What is portfolio diversification and how can it reduce risk?

In general, the movements of stocks and bonds and commodities and real estate are not strongly correlated. Just because the stock market is down doesn't mean the real estate market will be down. In general, the returns on these investment classes are independent of each other. By putting some money into each class, you're able to reduce your risk while theoretically maintaining your return on investment.

This might sound complicated, but it's not. Think of it this way: If I ask you to bet $100 on the flip of a coin, and promise to give you $220 if you make the right call, but I get to keep the $100 if you lose, you would probably refuse. The risk is too high. But if I asked you to agree to stake $100 on each of ten similar coin tosses, would you do it? I suspect you might. Your expected rate of return is still the same (10%), but your risk is significantly reduced.

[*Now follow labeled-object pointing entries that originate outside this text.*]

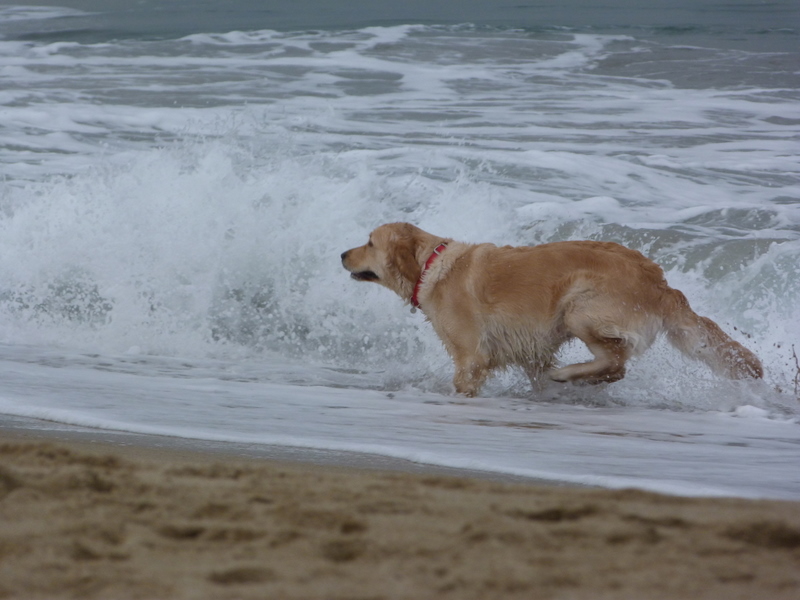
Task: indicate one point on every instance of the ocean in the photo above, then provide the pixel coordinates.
(178, 179)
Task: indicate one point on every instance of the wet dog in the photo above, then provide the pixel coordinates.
(495, 307)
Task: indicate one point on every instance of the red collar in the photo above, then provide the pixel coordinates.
(436, 252)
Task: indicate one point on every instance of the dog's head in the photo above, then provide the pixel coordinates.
(392, 257)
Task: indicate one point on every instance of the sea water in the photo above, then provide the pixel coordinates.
(180, 178)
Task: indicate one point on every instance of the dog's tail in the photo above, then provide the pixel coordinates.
(702, 339)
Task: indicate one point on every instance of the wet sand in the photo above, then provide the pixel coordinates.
(85, 515)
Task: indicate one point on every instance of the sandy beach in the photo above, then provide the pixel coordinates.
(85, 518)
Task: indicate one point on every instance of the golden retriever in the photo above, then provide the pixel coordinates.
(495, 307)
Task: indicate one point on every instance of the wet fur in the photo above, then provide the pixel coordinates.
(495, 307)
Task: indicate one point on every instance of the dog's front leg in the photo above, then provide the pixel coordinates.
(470, 375)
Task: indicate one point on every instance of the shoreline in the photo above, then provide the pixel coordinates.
(103, 516)
(146, 445)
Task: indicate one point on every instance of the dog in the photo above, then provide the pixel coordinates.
(495, 307)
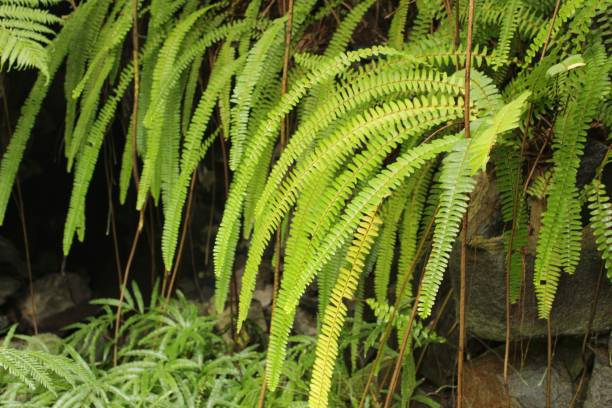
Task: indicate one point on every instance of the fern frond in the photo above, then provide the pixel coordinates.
(245, 86)
(87, 161)
(154, 119)
(601, 222)
(366, 200)
(229, 229)
(394, 122)
(14, 152)
(560, 235)
(457, 183)
(335, 313)
(391, 214)
(410, 227)
(508, 26)
(24, 34)
(398, 24)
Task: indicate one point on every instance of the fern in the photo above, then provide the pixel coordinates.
(601, 222)
(562, 216)
(336, 311)
(370, 197)
(25, 32)
(14, 152)
(468, 156)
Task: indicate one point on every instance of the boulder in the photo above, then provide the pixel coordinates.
(484, 383)
(486, 291)
(599, 392)
(53, 294)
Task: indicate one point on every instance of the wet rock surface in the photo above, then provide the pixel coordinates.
(54, 294)
(599, 392)
(484, 382)
(485, 313)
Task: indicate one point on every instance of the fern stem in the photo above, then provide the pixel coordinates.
(283, 143)
(179, 255)
(399, 297)
(462, 265)
(111, 214)
(548, 363)
(20, 208)
(125, 280)
(400, 357)
(136, 64)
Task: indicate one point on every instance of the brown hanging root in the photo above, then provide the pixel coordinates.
(18, 197)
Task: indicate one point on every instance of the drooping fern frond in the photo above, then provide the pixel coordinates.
(398, 24)
(391, 214)
(410, 227)
(508, 172)
(456, 181)
(561, 232)
(29, 111)
(370, 197)
(25, 32)
(540, 185)
(336, 311)
(601, 222)
(229, 229)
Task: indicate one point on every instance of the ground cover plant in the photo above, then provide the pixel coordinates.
(351, 165)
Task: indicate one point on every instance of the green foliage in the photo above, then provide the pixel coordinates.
(369, 131)
(26, 28)
(601, 222)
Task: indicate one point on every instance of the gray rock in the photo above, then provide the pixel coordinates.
(10, 261)
(528, 386)
(485, 313)
(54, 294)
(599, 393)
(484, 384)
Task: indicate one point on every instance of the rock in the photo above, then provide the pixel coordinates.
(10, 260)
(47, 342)
(484, 384)
(8, 287)
(485, 312)
(599, 392)
(54, 294)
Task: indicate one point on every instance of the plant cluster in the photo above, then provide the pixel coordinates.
(355, 162)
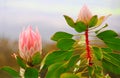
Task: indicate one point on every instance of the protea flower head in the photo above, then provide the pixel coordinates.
(85, 15)
(29, 43)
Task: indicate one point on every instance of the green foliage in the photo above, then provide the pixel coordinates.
(21, 62)
(55, 70)
(68, 75)
(111, 62)
(57, 56)
(11, 71)
(69, 21)
(107, 34)
(36, 59)
(65, 44)
(31, 73)
(93, 21)
(110, 38)
(61, 35)
(80, 26)
(73, 60)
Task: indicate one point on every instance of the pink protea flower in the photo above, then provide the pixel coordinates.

That is the power of diversification. Each coin flip is like owning an individual stock. Buy owning more stocks, you can maintain a similar rate of return while decreasing your risk. (Note that you also reduce your potential gains, however.)

You can diversify your investments simply by adding a couple funds to your portfolio. You might put 10% of your money into a bond fund, for example, and 10% into a real estate investment trust (which is like a mutual fund for real estate). In the same way that it's better to own more than one stock, it's also better to own more than just stocks.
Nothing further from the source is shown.